Token Proxy

English | 中文

Local AI API gateway for OpenAI / Gemini / Anthropic. Runs on your machine, keeps tokens counted (SQLite), offers priority-based load balancing, optional API format conversion (OpenAI Chat/Responses ↔ Anthropic Messages, plus Gemini ↔ OpenAI/Anthropic, including SSE/tools/images), and one-click setup for Claude Code / Codex.

Default listen port: 9208 (release) / 19208 (debug builds).

What you get

Multiple providers: openai, openai-response, anthropic, gemini, kiro, codex, antigravity
Built-in routing + optional format conversion (OpenAI Chat ⇄ Responses; Anthropic Messages ↔ OpenAI; Gemini ↔ OpenAI/Anthropic; SSE supported)
Per-upstream priority + two balancing strategies (fill-first / round-robin)
Model alias mapping (exact / prefix* / wildcard*) and response model rewrite
Local access key (Authorization) + upstream key injection
SQLite-powered dashboard (requests, tokens, cached tokens, latency, recent)
macOS tray live token rate (optional)

Screenshots


Dashboard	Core
Upstreams	Add upstream

Quick start (macOS)

Install: move Token Proxy.app to /Applications. If blocked: xattr -cr /Applications/Token\ Proxy.app.
Launch the app. The proxy starts automatically.
Open Config File tab, edit and save (writes config.jsonc in the Tauri config dir).
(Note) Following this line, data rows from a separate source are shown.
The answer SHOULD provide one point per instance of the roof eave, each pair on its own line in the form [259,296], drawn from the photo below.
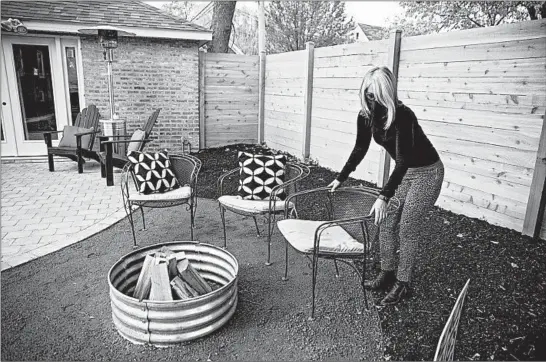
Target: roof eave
[67,27]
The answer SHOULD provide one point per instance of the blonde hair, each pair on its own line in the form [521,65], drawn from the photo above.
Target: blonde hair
[380,81]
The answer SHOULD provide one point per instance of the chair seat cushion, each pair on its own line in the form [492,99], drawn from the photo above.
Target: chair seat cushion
[259,174]
[181,193]
[301,235]
[250,206]
[69,138]
[153,172]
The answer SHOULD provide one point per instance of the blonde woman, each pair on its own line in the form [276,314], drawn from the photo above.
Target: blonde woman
[416,179]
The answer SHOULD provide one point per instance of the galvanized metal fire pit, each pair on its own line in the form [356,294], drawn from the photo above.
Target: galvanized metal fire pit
[166,323]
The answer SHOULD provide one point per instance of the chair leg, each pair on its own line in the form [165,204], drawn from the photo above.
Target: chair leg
[109,166]
[50,161]
[192,216]
[269,231]
[143,220]
[257,229]
[131,221]
[364,277]
[315,268]
[223,215]
[285,278]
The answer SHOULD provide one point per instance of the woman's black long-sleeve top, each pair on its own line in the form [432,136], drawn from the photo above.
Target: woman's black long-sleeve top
[405,142]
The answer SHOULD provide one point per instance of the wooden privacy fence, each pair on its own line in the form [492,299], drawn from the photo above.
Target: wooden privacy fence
[228,98]
[479,94]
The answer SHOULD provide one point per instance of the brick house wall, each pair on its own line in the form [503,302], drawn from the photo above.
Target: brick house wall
[148,74]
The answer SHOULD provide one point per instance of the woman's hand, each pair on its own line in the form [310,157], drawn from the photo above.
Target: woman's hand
[379,208]
[334,185]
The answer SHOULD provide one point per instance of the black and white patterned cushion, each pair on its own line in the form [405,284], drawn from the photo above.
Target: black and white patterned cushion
[153,172]
[259,174]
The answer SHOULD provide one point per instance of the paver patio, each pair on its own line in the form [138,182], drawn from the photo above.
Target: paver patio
[45,211]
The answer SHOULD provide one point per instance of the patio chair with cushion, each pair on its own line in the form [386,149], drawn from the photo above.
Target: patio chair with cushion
[159,180]
[244,191]
[77,141]
[332,225]
[110,157]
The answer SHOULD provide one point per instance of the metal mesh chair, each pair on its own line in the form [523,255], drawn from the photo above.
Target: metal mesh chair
[110,159]
[186,169]
[227,189]
[332,225]
[446,344]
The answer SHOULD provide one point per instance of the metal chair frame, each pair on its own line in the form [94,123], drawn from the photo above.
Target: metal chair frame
[109,159]
[127,175]
[270,215]
[346,258]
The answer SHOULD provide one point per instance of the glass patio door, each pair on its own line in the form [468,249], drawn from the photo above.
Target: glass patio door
[37,91]
[8,145]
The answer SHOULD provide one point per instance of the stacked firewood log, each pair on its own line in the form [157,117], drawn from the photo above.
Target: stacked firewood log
[166,275]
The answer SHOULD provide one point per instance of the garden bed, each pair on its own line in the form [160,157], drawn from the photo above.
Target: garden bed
[505,309]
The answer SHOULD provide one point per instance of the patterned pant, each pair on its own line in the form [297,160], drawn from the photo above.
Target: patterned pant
[417,193]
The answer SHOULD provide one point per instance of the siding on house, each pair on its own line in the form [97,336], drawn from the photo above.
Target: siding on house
[148,74]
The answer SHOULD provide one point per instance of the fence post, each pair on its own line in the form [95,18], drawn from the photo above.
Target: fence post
[534,213]
[261,99]
[201,65]
[308,98]
[261,94]
[393,63]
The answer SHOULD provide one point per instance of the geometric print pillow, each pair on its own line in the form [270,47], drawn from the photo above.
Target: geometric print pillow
[259,174]
[153,172]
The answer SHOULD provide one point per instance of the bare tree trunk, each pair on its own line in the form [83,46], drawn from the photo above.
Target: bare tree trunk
[221,26]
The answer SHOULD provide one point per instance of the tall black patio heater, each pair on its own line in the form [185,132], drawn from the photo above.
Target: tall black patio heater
[108,38]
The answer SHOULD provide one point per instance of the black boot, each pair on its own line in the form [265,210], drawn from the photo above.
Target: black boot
[383,280]
[398,291]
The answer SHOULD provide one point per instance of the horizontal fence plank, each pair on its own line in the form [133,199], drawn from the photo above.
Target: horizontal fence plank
[343,50]
[520,68]
[495,186]
[361,59]
[479,36]
[484,151]
[454,106]
[504,99]
[342,72]
[286,57]
[283,91]
[489,85]
[527,124]
[471,210]
[231,82]
[494,170]
[485,135]
[285,83]
[485,200]
[519,49]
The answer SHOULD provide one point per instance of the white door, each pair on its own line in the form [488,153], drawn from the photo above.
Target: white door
[35,80]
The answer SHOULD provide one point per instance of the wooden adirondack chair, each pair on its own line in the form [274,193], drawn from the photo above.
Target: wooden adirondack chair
[110,159]
[87,118]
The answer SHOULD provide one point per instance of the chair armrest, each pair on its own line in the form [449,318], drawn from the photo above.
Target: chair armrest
[126,141]
[85,133]
[220,182]
[50,132]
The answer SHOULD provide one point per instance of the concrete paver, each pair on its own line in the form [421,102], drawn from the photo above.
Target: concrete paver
[44,211]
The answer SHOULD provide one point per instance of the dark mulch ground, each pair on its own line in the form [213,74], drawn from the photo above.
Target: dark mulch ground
[504,317]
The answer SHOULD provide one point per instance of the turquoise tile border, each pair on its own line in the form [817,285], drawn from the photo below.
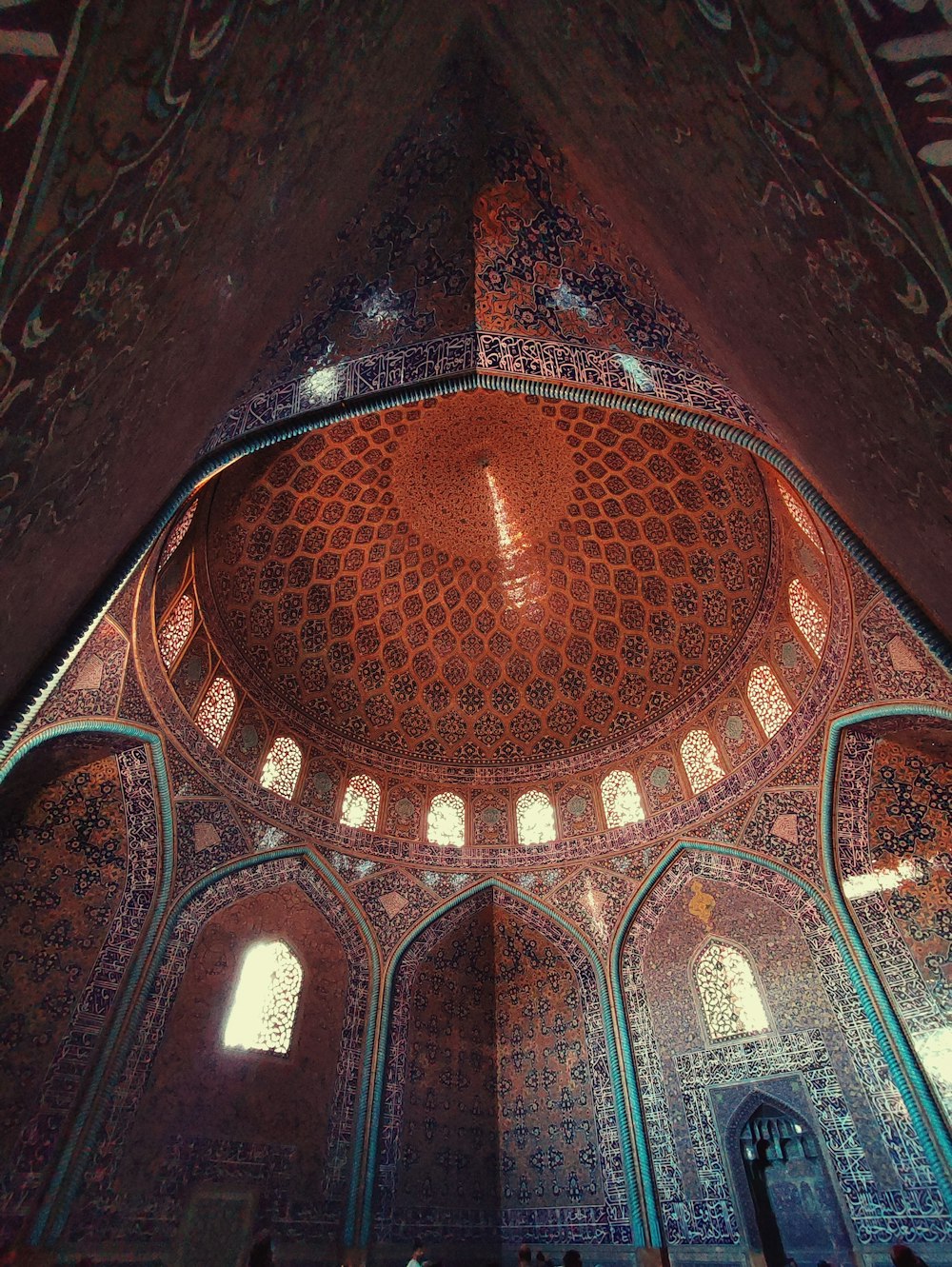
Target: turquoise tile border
[631,1183]
[68,1168]
[468,380]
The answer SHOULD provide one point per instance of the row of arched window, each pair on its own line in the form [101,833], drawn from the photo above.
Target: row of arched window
[268,990]
[535,815]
Defaults are usable; just paste your upstream API keys.
Call via curl (example with local auth):

curl -X POST \
  -H "Authorization: Bearer YOUR_LOCAL_KEY" \
  -H "Content-Type: application/json" \
  http://127.0.0.1:9208/v1/chat/completions \
  -d '{"model":"gpt-4.1-mini","messages":[{"role":"user","content":"hi"}]}'

You can also call using the Anthropic Messages format (useful for Claude Code clients):

curl -X POST \
  -H "x-api-key: YOUR_LOCAL_KEY" \
  -H "Content-Type: application/json" \
  http://127.0.0.1:9208/v1/messages \
  -d '{"model":"claude-3-5-sonnet-20241022","max_tokens":256,"messages":[{"role":"user","content":[{"type":"text","text":"hi"}]}]}'

Workspace & CLI (Rust)

This repo is now a Cargo workspace; the Tauri app still lives in src-tauri/.
CLI crate: crates/token_proxy_cli (binary token-proxy).
Default config path: ./config.jsonc (override with --config).

# start proxy
cargo run -p token_proxy_cli -- serve

# start with custom config path
cargo run -p token_proxy_cli -- --config ./config.jsonc serve

# config helpers
cargo run -p token_proxy_cli -- config init
cargo run -p token_proxy_cli -- --config ./config.jsonc config path

Frontend tests

# watch mode
pnpm test

# run once (CI-friendly)
pnpm test:run

# coverage (optional)
pnpm test:coverage

# TypeScript typecheck
pnpm exec tsc --noEmit

Notes:

Test files live in src/**/*.test.{ts,tsx}.
Global test setup (Tauri mocks + jsdom polyfills) is in src/test/setup.ts.
Vitest config is in vitest.config.ts.

Configuration reference

File: config.jsonc (comments + trailing commas allowed)
Location:
- CLI: --config (default: ./config.jsonc)
- Tauri: AppConfig directory (resolved automatically by the app)

Core fields

Field	Default	Notes
`host`	`127.0.0.1`	Listen address (IPv6 allowed; will be bracketed in URLs)
`port`	`9208` release / `19208` debug	Change if the port is taken
`local_api_key`	`null`	When set: local auth uses format-specific headers (see Auth rules); local auth inputs are not forwarded upstream.
`app_proxy_url`	`null`	Proxy for app updater & as placeholder for upstreams (`"$app_proxy_url"`). Supports `http/https/socks5/socks5h`.
`log_level`	`silent`	`silent
`max_request_body_bytes`	`20971520` (20 MiB)	0 = fallback to default. Protects inbound body size.
`tray_token_rate.enabled`	`true`	macOS tray live rate; harmless elsewhere.
`tray_token_rate.format`	`split`	`combined` (`total`), `split` (`↑in ↓out`), `both` (`total
`upstream_strategy`	`priority_fill_first`	`priority_fill_first` (default) keeps trying the highest-priority group in list order; `priority_round_robin` rotates within each priority group.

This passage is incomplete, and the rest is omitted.